SFJAZZ presents a family matinee on April 12 at 11.00 am, featuring Linda Tillery & The Cultural Heritage Choir, in an interactive morning of singing, clapping and dancing, celebrating the music at the root of jazz. A presentation drawing on the age-old play songs and rhymes of African-American children, it will bring to life the rhythms and vitality of jazz, showing how to approach singing with your ears, eyes and heart.
This will be followed at 12.15 pm by a Family Workshop - an interactive experience with members of the Cultural Heritage Choir - with more singing, clapping and moving to the sounds of African-American roots music.
The Family Workshop is free to matinee ticket holders, and as capacity is limited, reservations will be given on a first-come-first-serve basis on Saturday morning, at the SFJAZZ Education table in the lobby, starting from 10.00 am.
For more information, visit www.sfjazz.org.
Coming Live from the Met on Classical KDFC this week is a production of Andrea Chénier, Giordano’s passionate melodrama of the tragic love story of a dashing poet and an aristocratic lady, set in the time of the French revolution.
Patrica Racette - as the aristocratic Maddalena whose life is overturned by the uprising - and Marcelo Álvarez - as the real-life poet executed by revolutionary forces - both sing their first Met performances in these roles. Željko Lučić sings the role of Carlo Gérard, a servant who becomes a leader of the insurrection.
For conductor Gianandrea Noseda this production represents his first company performances of Andrea Chénier as well. He recently led the acclaimed new production of Borodin’s Prince Igor for the Metropolitan Opera, which he created with director Dmitri Tcherniakov.
Andrea Chénier will be broadcast live in the Bay Area on Saturday, April 12, at 10.00 by KDFC. For tuning frequencies, visit the KDFC website, where you can also listen to the broadcast online.
For more information on this season’s performances of Andrea Chénier, please visit the Met’s website at http://www.metopera.org.

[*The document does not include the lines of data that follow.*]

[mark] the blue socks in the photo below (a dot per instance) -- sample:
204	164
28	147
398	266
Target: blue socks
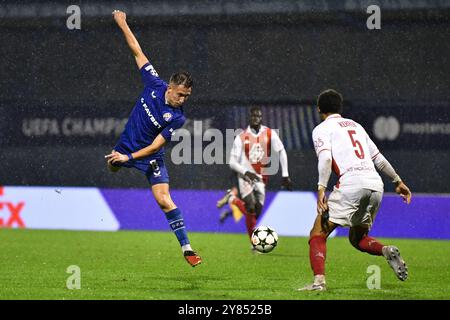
176	222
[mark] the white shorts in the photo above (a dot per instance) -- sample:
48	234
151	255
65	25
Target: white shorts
258	189
354	207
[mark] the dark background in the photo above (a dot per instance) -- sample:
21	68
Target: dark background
270	53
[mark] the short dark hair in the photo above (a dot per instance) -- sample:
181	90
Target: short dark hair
255	108
330	101
182	78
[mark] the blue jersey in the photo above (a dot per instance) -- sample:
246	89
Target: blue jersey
150	117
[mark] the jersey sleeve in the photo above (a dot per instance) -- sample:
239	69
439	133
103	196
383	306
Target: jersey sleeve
175	124
322	139
277	144
150	77
373	149
236	149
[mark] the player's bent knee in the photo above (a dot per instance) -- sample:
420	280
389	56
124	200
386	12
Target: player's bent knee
112	168
165	202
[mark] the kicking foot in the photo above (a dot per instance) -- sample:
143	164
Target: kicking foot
317	285
314	287
392	255
224	199
192	258
224	215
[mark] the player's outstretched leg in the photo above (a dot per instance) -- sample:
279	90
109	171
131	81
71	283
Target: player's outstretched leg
317	254
176	222
392	255
360	239
224	200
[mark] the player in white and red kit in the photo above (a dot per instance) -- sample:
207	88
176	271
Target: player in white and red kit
251	157
342	145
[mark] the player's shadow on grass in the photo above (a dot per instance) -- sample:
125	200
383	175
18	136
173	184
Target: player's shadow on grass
271	254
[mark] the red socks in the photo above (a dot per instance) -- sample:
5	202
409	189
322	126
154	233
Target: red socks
317	254
240	204
371	245
250	222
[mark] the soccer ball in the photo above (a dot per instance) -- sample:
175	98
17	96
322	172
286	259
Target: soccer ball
264	239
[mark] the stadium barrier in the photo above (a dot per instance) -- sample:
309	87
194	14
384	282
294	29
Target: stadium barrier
290	213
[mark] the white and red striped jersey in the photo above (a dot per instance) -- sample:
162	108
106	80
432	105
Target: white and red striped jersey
253	150
352	152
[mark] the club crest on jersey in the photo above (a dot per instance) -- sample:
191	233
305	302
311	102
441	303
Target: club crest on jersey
167	116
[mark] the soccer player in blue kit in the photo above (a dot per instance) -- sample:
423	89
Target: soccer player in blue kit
156	115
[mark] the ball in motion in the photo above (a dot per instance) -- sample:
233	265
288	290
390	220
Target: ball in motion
264	239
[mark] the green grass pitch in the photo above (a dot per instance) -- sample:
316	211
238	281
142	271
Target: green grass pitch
149	265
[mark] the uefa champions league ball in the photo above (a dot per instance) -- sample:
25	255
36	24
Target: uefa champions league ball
264	239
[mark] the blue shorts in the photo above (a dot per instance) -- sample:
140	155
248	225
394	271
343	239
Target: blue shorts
154	169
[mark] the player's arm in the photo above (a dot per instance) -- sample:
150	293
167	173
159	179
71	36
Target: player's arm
383	165
278	146
120	18
322	146
117	157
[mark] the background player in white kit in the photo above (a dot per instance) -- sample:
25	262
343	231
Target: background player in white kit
251	157
344	146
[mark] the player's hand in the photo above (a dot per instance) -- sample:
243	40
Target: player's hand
116	157
251	177
404	192
119	16
322	206
286	183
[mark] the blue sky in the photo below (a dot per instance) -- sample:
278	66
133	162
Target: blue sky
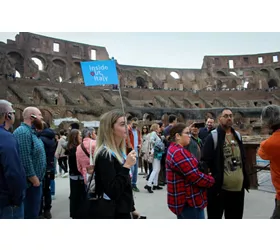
171	50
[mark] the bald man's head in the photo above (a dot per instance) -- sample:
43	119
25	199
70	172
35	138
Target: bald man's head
33	116
29	111
5	107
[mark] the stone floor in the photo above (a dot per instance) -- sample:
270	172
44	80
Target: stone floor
258	204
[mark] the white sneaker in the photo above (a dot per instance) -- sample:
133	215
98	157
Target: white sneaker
64	175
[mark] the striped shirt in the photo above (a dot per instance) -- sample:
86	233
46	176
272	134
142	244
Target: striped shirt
31	151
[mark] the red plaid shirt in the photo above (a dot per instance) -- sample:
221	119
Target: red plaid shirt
185	183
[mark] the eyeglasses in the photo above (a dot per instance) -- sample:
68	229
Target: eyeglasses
187	133
228	116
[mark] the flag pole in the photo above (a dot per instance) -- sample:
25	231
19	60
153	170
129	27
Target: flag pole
123	110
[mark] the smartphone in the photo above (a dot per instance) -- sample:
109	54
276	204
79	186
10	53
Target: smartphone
142	217
199	125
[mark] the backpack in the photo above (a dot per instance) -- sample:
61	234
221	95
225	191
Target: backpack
214	134
159	146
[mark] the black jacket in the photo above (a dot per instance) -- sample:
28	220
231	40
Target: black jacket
48	138
214	159
114	180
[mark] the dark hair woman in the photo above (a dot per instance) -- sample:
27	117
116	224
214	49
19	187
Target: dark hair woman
186	185
77	186
144	149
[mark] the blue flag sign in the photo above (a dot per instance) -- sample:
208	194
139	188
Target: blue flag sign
99	72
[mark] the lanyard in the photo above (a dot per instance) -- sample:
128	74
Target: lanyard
113	153
231	144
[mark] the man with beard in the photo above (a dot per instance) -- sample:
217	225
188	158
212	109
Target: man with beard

On Saturday evening, the San Francisco Symphony presents another of its film nights, in which the Orchestra accompanies the screening, in a live performance of the score. The film this time is that masterpiece of the silent screen, Charlie Chaplin’s City Lights. Hailed by filmmakers, actors and critics as one of the greatest films ever made, City Lights was written and directed by Chaplin, who stars alongside Virginia Cherrill, the blind girl with whom his character, a tramp, falls in love.
City Lights is at Davies Symphony Hall on April 12 at 8.00 pm, with Richard Kaufman conducting the San Francisco Symphony. For more information, and tickets, please visit the Symphony website where you can also watch a video clip of the film.
On Sunday, pianist Garrick Ohlsson joins 16 members of the San Francisco Symphony in an afternoon of chamber music at Davies Symphony Hall. Described as “music musicians love to play”, the program features Mozart’s Quintet in E-flat major for Piano and Winds, Janáček’s String Quartet No 1 - Kreutzer Sonata - the Shostakovich Piano Trio No 2 in E minor, and Brahms’ String Quintet in G major.
For tickets and further information, please visit the San Francisco Symphony website.